Mr Weston said Mudtopia was inspired by the Boryeong mud festival in South Korea and the purchase of highly treated cosmetic grade mud powder was part of a reciprocal arrangement with Boryeong in exchange for intellectual property, advice and promotion of the Rotorua event.
“The festival team had been working with the Ministry for Primary Industries (MPI) for over a year to ensure there would be no biosecurity risk and the product’s importation was subject to meeting all border requirements.
“However, given the heightened public unease and the importance of needing to alleviate that, we have made the decision to proceed without the imported product.”
In a separate statement, Rotorua mayor Steve Chadwick said despite best efforts to reassure the public about the safety of Korean cosmetic mud powder, “the public perception is that a risk remains”.

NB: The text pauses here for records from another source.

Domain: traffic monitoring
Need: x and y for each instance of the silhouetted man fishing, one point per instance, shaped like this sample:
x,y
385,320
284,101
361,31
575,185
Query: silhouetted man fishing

“In light of that I asked that the event organisers consider removing the imported mud from the equation. I’m pleased that decision has now been made so that we can move on and focus on organising a great event.”
Rotorua MP Todd McClay said the council made the right decision “as the issue was becoming a distraction to what is otherwise a good idea”.
“Mudtopia retains the potential to promote Rotorua as a must-visit destination and bring many more visitors to our city. We are famous for geothermal attractions, world-class spa facilities and our mud – this festival can showcase the best of Rotorua to the world.”